Temporary credits—also called provisional credits—are often issued while a bank investigates a disputed transaction. They are not final decisions. They are conditional adjustments.
What Is a Temporary Credit?
When you dispute a transaction, banks may provide a temporary credit so your account balance reflects the disputed amount during the investigation period.
This does not mean the dispute has been resolved in your favor. It simply allows funds to be available while the review is ongoing.
Why This Happens (The Mechanism)
Disputes typically follow this sequence:
- You file a dispute with your bank
- The bank issues a provisional credit
- The bank submits a chargeback to the merchant’s bank
- The merchant provides evidence (if applicable)
- The network reviews documentation
- A final decision is issued
If the evidence supports the original charge, the temporary credit is reversed.
Merchant Evidence Review
Merchants can respond to chargebacks by submitting proof such as:
- Signed receipts
- Delivery confirmation
- IP address logs
- Authorization approvals
If the evidence meets network standards, the dispute may be resolved in the merchant’s favor.
Card Network Rules
Visa, Mastercard, and other card networks operate under structured dispute timelines and reason codes. Temporary credits exist to protect consumers during investigation windows, but final outcomes depend on documentation.
This differs from scenarios where authorization holds fall off automatically without formal dispute processes.
Provisional vs Final Settlement
A provisional credit is not final settlement. It is conditional.
If the investigation concludes against the claim, the bank removes the credit and reinstates the original charge.
This reversal can resemble how ACH returns adjust account balances after settlement, although dispute processes involve card network rules rather than ACH batch systems.

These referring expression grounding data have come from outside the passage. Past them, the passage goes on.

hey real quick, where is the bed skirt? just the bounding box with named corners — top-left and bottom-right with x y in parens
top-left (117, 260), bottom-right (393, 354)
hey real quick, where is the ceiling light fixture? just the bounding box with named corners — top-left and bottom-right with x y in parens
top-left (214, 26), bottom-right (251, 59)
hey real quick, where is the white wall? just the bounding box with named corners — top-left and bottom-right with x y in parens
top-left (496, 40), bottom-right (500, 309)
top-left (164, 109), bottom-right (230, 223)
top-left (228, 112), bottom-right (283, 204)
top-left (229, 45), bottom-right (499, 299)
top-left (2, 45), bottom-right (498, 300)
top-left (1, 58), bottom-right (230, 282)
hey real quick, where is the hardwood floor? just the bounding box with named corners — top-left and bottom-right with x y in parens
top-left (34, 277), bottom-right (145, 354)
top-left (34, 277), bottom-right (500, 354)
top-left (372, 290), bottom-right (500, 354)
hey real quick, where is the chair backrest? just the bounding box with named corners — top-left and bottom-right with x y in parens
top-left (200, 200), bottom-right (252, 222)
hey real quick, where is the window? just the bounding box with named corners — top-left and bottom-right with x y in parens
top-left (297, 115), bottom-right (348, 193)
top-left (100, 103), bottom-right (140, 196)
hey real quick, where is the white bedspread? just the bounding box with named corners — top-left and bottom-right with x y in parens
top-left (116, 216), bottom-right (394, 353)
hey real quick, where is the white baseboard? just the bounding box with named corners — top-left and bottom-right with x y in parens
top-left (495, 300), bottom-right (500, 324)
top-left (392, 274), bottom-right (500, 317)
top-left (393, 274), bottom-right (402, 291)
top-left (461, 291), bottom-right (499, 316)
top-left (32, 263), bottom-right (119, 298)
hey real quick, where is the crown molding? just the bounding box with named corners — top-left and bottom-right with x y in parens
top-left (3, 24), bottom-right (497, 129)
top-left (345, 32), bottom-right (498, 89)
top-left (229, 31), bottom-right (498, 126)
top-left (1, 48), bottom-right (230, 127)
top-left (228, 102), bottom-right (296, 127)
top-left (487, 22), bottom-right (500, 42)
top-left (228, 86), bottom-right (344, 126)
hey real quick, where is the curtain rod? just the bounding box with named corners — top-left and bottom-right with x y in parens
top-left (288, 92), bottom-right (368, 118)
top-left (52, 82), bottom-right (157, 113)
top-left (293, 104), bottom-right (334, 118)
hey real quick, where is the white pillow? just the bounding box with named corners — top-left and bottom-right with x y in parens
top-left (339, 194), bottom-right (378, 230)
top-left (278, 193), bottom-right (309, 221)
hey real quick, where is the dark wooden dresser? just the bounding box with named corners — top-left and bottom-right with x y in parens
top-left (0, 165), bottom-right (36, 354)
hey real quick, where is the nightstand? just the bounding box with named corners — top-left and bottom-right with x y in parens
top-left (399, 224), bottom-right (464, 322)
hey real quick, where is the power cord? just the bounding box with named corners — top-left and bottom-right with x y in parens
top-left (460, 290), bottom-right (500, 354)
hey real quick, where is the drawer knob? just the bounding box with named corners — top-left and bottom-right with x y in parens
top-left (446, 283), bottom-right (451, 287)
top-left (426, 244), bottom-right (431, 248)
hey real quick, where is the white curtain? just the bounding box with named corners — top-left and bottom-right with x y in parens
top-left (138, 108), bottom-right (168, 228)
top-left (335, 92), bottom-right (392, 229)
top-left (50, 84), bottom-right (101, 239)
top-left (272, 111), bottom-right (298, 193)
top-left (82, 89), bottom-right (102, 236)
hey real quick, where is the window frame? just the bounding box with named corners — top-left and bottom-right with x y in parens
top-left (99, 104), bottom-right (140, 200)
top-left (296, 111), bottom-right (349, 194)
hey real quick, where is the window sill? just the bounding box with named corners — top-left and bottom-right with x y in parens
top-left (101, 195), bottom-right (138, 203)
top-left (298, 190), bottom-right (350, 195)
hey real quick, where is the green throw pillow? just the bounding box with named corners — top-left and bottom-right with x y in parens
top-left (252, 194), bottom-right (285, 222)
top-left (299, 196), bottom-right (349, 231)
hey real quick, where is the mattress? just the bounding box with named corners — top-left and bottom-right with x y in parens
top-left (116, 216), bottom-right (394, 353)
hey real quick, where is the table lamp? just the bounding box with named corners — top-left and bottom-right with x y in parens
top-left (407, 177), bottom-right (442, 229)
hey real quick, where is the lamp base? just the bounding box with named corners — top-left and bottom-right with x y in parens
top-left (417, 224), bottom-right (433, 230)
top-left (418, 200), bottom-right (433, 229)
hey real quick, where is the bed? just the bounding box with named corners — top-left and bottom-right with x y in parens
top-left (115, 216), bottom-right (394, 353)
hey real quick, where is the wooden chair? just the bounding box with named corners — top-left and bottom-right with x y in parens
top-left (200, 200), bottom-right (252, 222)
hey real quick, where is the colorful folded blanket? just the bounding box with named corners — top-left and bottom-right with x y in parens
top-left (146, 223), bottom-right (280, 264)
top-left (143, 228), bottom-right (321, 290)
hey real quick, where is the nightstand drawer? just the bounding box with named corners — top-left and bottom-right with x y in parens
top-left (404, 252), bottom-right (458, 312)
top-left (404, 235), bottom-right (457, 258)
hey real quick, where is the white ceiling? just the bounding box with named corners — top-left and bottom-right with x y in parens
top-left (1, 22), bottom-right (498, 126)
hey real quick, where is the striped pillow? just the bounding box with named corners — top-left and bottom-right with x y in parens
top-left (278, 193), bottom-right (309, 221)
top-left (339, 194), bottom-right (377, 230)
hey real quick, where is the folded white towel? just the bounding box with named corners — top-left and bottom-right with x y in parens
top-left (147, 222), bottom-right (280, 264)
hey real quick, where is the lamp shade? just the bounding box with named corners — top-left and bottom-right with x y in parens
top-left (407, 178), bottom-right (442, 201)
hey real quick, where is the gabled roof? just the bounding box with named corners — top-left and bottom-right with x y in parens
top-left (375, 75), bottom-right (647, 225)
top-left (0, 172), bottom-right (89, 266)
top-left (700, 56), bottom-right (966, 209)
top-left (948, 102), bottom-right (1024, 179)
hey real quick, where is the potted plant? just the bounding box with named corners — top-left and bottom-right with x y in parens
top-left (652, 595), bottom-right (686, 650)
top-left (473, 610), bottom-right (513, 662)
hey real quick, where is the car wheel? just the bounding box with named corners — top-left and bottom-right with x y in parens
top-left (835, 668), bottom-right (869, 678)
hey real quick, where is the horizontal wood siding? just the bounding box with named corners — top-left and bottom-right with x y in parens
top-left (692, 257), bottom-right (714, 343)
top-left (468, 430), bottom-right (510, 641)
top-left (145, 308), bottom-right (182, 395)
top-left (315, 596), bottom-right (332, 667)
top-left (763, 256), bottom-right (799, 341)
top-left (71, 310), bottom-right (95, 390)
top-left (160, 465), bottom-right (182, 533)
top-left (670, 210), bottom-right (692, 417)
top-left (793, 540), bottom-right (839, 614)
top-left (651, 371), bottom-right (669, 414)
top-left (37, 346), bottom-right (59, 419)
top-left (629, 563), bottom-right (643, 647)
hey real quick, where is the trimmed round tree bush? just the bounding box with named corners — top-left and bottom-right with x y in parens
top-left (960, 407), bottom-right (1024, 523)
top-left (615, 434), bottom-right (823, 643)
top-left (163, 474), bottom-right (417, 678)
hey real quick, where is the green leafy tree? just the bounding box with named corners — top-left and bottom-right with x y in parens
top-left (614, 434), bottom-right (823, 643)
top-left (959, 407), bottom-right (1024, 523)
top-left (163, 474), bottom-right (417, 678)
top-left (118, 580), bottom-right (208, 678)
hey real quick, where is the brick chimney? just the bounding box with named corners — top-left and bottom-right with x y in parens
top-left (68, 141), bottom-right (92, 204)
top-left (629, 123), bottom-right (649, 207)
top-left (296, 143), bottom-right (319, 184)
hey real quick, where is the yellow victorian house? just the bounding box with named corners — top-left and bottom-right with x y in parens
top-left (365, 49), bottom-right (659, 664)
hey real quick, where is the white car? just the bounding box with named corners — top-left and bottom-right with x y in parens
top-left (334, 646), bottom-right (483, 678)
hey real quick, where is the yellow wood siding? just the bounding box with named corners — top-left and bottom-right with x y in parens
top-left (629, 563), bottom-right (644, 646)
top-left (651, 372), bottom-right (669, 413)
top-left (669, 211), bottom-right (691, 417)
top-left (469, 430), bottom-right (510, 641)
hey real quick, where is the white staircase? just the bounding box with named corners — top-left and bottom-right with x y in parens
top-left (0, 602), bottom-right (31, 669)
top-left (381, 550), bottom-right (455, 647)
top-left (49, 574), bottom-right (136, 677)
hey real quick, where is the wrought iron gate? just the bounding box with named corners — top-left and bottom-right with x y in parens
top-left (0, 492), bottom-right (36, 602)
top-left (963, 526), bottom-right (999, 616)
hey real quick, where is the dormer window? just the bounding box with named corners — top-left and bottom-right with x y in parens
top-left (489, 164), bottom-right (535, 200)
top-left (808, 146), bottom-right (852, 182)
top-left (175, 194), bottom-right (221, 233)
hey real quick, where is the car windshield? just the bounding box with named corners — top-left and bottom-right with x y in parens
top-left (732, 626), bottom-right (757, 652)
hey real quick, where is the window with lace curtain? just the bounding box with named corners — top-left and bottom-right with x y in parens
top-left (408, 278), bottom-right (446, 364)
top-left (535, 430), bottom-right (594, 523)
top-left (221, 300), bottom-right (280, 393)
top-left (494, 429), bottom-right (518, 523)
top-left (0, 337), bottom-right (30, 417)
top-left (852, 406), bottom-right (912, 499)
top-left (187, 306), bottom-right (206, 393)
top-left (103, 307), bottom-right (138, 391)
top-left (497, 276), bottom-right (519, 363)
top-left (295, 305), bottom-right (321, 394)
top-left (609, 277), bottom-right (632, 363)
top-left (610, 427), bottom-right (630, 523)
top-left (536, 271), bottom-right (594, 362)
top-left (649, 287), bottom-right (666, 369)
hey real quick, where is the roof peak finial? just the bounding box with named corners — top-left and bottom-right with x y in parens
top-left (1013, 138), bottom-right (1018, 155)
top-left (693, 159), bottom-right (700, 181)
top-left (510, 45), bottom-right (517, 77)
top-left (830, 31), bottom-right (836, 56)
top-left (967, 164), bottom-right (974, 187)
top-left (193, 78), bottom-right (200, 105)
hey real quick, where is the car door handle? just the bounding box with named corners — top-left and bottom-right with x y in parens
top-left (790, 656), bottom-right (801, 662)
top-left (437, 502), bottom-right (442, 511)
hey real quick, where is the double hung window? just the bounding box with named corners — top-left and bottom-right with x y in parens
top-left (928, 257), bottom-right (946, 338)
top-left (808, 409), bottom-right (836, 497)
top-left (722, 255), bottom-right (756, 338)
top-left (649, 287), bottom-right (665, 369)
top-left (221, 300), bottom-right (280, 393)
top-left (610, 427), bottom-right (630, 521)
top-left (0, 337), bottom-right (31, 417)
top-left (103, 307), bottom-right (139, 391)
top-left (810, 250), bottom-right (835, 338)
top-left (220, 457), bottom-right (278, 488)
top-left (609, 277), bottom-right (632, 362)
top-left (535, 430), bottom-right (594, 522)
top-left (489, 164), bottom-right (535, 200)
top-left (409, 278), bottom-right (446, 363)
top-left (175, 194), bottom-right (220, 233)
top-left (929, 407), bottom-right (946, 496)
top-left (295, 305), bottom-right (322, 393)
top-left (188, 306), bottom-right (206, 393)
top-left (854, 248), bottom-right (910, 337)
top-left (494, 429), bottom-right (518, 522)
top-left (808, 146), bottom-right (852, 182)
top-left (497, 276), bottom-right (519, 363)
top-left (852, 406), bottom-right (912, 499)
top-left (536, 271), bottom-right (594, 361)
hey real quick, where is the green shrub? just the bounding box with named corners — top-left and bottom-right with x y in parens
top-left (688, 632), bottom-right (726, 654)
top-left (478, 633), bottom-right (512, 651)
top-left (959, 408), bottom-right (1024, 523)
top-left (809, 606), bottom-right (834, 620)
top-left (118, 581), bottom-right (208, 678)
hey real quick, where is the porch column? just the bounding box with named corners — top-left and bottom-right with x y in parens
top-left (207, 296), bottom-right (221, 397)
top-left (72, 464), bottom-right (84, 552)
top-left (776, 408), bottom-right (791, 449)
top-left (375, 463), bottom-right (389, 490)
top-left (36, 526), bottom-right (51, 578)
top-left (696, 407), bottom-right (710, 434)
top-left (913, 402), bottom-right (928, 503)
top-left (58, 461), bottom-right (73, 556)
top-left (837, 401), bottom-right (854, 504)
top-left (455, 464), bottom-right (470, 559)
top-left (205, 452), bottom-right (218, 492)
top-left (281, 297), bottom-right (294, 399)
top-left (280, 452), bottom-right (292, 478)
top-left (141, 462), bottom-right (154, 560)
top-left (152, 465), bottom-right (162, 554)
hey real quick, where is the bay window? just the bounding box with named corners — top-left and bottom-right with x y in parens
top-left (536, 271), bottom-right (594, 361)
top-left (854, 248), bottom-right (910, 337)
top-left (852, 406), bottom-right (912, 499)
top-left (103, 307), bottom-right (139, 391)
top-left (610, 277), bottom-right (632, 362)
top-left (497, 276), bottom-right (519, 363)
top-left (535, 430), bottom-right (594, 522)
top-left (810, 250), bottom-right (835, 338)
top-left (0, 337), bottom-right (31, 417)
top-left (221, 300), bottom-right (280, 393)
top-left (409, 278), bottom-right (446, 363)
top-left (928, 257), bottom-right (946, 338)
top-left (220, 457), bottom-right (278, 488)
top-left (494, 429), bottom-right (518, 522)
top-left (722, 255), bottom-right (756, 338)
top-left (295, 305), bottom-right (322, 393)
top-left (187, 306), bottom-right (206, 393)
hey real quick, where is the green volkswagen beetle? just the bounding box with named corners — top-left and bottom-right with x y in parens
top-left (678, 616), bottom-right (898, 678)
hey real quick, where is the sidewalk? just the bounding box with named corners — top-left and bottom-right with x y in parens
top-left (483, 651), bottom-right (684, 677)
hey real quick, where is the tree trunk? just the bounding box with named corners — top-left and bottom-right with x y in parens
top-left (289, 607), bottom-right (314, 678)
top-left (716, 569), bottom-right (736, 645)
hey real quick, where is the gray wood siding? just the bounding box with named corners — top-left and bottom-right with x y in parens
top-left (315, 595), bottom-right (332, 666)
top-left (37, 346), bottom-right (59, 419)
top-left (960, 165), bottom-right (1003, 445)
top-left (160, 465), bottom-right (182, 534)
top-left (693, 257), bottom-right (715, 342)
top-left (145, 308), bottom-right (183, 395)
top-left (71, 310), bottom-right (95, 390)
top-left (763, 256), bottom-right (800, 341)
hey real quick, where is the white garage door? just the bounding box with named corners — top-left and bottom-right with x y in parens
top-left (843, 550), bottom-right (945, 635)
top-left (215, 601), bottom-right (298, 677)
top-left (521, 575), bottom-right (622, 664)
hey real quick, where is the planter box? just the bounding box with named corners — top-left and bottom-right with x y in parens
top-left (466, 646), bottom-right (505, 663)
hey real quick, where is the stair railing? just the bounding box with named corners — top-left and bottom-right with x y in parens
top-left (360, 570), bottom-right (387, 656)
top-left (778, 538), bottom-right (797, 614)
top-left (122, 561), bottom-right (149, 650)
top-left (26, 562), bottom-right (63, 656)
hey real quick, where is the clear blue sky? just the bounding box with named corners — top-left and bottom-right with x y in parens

When It’s Normal vs When It’s Unusual
Normal
- Reversal occurs after 30–60 days
- Bank sends written notice explaining the outcome
- Merchant evidence was submitted
Unusual
- Temporary credit removed without investigation notice
- Multiple reversals for unrelated disputes
- No documentation explaining the decision
Real-World Example
You dispute a $200 online purchase claiming you did not authorize it. The bank credits your account temporarily. The merchant later provides proof of delivery and IP address match. The card network rules in favor of the merchant. The bank reverses the provisional credit.
What This Means for You
A temporary credit reversal does not mean an error occurred. It typically reflects the outcome of the dispute review process.
The investigation concluded that the transaction met network validity standards.
Bottom Line
If your bank reversed a temporary credit after a dispute, it means the provisional adjustment was removed following the final investigation outcome. Temporary credits protect accounts during review, but they are not guaranteed refunds.